PUBLISHED : Thursday, 18 June, 2015, 11:28am
UPDATED : Thursday, 18 June, 2015, 11:28am

A massive US$9.6 billion offer to take private Qihoo 360 Technology, the biggest internet security service provider in China, has fanned a surge in speculation over the potential delisting of other Chinese companies in the United States.

A consortium led by Zhou Hongyi, the chairman and chief executive of Qihoo 360, on Wednesday made a preliminary non-binding proposal to take the company private for US$77 per share.

That helped its shares soar in New York to a high of US$72.65. The stock finished up 6.21 per cent at US$70.15, its highest close since reaching US$74.33 on November 28 last year.

The Beijing-based company’s board said in a regulatory filing that it will form a special committee of independent directors to consider the proposal.

Ricky Lai, a research analyst at Guotai Junan International, said interest in taking US-traded Chinese internet companies private is growing because of the potential to get better valuations by re-listing as China A-shares and because of efforts by Beijing to make the country’s stock markets more attractive.

“A-share valuations are at their highest in years, and so it would benefit these companies to explore going public in their home market,” Lai said. “The central government is pursuing listing reforms, so Chinese companies need not bother setting up a VIE to go public abroad,” he added.

The majority of overseas-listed Chinese internet companies operate under the VIE, or variable interest entity, structure. This setup allows a Chinese company — such as Alibaba Group — to form a new corporation abroad that can get listed overseas.
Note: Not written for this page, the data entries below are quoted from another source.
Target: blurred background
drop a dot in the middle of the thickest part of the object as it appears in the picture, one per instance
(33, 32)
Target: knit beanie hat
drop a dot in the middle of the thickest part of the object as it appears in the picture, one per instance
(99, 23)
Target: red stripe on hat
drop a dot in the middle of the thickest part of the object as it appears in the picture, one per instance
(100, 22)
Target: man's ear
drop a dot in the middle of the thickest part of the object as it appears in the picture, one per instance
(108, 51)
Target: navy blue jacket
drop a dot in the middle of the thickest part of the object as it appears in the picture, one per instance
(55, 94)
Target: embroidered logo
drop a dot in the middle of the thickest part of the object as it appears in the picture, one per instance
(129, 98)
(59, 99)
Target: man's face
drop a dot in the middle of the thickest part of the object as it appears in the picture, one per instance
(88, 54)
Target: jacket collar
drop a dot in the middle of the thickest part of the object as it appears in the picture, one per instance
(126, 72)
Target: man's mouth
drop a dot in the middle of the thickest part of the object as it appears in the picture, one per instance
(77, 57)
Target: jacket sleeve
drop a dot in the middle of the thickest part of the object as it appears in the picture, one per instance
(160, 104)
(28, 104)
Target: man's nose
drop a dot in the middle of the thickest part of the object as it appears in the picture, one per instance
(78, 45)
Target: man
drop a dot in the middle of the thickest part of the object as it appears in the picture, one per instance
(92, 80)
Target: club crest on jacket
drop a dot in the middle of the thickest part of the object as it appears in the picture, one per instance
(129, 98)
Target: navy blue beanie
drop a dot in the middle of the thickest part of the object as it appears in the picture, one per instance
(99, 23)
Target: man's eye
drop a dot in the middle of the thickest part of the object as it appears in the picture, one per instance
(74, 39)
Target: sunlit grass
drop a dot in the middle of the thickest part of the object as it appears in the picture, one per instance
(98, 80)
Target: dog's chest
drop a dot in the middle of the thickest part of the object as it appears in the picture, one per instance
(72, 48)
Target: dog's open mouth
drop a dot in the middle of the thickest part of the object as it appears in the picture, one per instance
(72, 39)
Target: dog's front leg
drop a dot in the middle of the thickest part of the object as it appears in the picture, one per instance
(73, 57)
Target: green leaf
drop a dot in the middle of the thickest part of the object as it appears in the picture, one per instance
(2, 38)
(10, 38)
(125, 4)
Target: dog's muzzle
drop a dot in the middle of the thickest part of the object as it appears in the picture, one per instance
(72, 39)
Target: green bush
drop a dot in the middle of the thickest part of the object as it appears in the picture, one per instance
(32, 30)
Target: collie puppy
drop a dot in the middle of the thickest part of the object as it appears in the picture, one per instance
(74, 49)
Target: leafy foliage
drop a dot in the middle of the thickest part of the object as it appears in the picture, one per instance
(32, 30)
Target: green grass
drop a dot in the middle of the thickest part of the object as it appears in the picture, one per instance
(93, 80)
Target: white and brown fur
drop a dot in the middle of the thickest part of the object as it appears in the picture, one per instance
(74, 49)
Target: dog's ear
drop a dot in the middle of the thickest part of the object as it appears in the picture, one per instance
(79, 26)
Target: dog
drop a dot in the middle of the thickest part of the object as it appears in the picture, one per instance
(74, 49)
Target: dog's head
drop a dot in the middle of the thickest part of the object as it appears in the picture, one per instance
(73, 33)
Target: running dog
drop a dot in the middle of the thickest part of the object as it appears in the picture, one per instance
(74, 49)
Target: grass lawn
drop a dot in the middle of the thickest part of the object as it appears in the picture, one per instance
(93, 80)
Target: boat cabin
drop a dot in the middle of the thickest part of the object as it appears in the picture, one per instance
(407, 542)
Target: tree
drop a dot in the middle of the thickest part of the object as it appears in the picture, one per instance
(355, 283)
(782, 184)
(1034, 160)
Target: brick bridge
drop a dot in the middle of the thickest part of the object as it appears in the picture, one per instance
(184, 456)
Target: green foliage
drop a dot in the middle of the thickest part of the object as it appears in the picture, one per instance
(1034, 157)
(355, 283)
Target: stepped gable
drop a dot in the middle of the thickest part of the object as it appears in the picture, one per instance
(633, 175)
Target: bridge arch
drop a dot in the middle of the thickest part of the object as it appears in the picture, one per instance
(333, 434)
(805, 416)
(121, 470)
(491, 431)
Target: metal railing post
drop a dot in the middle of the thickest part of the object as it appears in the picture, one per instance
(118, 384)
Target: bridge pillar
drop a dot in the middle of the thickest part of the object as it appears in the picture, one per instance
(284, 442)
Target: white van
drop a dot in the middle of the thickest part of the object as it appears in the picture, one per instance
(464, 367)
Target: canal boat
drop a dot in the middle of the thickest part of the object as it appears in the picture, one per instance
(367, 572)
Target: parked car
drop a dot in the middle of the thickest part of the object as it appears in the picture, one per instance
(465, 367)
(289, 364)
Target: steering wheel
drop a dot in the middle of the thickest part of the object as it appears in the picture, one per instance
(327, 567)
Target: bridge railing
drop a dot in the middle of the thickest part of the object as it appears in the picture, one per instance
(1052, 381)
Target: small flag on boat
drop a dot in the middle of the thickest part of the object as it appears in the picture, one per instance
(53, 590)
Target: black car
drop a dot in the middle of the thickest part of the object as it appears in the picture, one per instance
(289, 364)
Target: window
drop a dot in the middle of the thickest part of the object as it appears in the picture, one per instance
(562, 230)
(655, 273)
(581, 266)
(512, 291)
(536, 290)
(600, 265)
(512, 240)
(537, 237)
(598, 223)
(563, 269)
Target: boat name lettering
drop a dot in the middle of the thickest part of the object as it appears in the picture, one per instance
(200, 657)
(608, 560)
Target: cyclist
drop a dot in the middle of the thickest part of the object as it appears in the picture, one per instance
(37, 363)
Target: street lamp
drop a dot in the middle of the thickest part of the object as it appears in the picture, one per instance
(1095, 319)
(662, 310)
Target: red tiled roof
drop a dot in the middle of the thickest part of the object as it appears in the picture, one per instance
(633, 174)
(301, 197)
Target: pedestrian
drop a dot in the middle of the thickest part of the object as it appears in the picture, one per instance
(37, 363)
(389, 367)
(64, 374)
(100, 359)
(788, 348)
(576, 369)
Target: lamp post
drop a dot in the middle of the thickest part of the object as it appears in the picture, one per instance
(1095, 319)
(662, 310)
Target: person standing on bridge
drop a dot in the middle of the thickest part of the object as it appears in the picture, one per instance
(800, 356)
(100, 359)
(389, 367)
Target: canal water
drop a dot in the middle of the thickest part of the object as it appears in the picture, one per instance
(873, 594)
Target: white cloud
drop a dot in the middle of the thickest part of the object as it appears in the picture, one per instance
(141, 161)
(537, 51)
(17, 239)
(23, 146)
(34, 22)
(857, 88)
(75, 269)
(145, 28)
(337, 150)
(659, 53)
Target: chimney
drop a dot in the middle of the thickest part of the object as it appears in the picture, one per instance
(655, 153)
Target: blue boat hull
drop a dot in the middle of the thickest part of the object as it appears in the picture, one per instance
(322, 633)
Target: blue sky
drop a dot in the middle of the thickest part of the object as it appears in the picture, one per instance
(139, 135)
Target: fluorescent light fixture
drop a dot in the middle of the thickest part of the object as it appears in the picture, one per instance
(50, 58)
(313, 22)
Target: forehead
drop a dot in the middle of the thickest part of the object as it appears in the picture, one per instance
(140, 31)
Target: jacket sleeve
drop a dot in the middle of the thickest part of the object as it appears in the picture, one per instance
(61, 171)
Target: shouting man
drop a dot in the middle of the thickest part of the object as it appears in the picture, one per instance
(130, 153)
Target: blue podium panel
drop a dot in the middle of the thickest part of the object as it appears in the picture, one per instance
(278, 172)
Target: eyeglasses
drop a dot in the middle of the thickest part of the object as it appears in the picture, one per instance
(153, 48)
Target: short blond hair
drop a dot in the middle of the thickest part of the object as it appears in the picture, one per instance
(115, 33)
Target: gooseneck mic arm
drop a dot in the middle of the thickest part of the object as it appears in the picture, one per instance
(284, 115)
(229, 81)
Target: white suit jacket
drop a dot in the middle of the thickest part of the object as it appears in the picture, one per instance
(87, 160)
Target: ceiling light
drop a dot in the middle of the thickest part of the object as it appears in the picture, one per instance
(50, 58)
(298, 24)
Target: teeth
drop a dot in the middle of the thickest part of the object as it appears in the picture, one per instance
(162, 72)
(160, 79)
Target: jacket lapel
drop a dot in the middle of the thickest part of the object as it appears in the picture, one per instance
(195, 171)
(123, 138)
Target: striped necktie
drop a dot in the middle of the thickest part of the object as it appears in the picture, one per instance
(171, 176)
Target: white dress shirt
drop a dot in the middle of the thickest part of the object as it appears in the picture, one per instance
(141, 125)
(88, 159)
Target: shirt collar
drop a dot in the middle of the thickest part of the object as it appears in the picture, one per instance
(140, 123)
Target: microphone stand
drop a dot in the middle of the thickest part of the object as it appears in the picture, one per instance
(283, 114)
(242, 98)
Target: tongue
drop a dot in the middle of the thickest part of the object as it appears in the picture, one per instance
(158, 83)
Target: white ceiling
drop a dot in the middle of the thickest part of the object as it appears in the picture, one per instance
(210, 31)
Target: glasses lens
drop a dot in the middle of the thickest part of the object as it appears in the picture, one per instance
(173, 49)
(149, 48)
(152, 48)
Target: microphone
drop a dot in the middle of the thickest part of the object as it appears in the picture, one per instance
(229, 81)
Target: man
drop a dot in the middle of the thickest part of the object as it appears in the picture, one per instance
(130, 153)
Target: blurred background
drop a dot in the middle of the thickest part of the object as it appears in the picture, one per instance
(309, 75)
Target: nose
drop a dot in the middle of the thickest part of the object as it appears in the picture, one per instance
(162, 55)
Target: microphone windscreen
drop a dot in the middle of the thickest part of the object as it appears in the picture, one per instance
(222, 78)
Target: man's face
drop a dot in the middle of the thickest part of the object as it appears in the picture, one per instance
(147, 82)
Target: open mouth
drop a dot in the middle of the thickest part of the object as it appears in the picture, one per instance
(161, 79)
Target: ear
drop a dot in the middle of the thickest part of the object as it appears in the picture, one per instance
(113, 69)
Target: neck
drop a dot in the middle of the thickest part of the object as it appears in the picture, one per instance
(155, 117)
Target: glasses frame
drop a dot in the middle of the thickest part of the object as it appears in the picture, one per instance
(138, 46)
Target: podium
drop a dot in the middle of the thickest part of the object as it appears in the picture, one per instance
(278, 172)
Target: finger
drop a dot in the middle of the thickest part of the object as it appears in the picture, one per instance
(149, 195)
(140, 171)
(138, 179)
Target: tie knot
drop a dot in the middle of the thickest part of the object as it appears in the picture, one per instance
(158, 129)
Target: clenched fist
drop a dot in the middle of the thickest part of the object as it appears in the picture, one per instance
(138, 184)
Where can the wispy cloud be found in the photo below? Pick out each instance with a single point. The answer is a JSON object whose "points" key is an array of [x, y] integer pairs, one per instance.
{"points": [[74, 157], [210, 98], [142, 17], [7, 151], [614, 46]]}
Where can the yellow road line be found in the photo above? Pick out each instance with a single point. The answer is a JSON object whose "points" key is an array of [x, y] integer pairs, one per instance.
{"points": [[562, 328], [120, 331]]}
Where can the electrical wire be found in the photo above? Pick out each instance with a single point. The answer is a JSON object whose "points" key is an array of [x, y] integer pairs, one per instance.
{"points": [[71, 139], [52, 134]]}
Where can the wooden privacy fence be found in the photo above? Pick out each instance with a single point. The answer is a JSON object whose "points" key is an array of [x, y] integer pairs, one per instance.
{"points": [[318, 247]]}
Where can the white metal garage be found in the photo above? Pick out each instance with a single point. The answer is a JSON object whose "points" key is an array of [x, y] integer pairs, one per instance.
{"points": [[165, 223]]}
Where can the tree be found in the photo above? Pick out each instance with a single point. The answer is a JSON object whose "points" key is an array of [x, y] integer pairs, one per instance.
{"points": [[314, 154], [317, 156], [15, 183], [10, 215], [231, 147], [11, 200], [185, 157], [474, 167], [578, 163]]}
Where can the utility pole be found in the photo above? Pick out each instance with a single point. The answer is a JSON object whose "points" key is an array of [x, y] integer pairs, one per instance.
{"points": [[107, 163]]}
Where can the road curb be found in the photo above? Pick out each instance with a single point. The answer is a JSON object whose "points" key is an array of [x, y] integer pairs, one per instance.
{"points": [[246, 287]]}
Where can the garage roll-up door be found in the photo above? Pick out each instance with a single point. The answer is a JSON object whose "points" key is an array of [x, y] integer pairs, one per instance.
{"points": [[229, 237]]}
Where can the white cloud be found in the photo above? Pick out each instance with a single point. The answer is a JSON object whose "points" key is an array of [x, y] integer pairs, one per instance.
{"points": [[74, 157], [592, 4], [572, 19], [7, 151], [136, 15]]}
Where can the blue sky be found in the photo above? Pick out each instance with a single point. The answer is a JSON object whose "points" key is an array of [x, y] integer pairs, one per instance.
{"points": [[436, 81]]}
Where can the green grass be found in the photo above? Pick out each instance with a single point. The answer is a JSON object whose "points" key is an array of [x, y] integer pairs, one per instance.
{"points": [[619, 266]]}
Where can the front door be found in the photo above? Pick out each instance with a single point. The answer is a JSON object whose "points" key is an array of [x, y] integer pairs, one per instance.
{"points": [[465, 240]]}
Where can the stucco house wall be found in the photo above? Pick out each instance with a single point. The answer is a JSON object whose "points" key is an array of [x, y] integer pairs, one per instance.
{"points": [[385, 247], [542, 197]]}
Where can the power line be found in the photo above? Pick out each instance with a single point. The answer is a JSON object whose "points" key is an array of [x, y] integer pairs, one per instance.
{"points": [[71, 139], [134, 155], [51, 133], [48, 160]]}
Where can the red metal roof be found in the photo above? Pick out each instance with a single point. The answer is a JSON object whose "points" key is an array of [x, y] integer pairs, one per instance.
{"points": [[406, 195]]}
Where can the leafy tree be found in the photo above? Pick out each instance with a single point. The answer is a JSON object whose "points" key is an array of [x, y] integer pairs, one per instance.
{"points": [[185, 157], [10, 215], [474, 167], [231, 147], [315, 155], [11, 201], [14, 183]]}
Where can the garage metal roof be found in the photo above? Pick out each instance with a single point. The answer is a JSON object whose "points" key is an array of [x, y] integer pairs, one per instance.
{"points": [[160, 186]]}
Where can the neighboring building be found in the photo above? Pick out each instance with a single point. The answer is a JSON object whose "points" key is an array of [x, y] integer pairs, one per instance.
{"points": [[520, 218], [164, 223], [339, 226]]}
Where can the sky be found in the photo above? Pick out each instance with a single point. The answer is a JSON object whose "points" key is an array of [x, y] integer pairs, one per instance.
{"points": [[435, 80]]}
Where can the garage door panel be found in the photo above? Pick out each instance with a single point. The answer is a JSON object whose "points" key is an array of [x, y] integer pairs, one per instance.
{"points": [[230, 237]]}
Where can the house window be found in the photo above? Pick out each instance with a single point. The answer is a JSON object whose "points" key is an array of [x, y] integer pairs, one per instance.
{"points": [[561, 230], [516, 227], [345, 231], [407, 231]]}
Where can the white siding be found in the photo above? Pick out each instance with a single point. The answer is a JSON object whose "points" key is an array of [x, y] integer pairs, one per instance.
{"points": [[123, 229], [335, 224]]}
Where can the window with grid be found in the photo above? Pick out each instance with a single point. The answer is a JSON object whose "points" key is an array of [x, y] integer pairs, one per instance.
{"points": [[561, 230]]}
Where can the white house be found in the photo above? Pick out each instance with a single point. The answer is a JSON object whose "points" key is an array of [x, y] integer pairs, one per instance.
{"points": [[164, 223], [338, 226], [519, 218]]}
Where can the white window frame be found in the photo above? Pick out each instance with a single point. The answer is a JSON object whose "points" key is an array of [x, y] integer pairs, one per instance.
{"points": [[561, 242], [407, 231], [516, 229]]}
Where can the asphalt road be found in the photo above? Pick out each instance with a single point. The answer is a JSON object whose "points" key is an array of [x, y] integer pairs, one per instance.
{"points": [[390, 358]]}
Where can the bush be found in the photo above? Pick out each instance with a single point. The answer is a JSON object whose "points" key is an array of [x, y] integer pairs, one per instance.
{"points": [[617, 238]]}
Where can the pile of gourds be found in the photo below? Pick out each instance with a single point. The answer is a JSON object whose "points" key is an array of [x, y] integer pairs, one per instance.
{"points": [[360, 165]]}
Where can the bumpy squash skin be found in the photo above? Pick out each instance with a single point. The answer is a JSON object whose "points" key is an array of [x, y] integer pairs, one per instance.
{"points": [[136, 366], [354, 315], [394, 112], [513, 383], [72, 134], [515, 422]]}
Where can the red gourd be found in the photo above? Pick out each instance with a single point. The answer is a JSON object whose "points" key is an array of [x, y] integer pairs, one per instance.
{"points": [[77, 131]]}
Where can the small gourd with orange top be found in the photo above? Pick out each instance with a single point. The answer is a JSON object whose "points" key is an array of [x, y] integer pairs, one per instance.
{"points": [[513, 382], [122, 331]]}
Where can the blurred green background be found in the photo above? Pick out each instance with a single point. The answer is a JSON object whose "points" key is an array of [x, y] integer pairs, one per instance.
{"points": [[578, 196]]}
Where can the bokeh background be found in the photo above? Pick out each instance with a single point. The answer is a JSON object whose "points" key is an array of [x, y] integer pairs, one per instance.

That entity remains linked with the Chinese firm through certain agreements.

Lai saw the likes of Nasdaq-listed online media company Sina and New York-traded Jumei.com, China’s largest online cosmetics retailer, as potential candidates to be taken private. 

Social network operator Renren, once touted as the “Facebook of China”, and internet data centre operator 21Vianet Group, have also received proposals to go private, while online game developers Perfect World and Shanda Games have recently decided to delist in the US.

Alicia Yap, the head of China internet research at Barclays, said in a report that not all US-listed Chinese internet companies will consider going private as the bigger, large-cap players pursue collaboration with, or acquisitions of, smaller firms.

“We see this privatization trend increasing, although we believe the larger companies are unlikely to follow,” Yap said, referring to companies such as Alibaba, Baidu, JD.com, NetEase and Vipshop.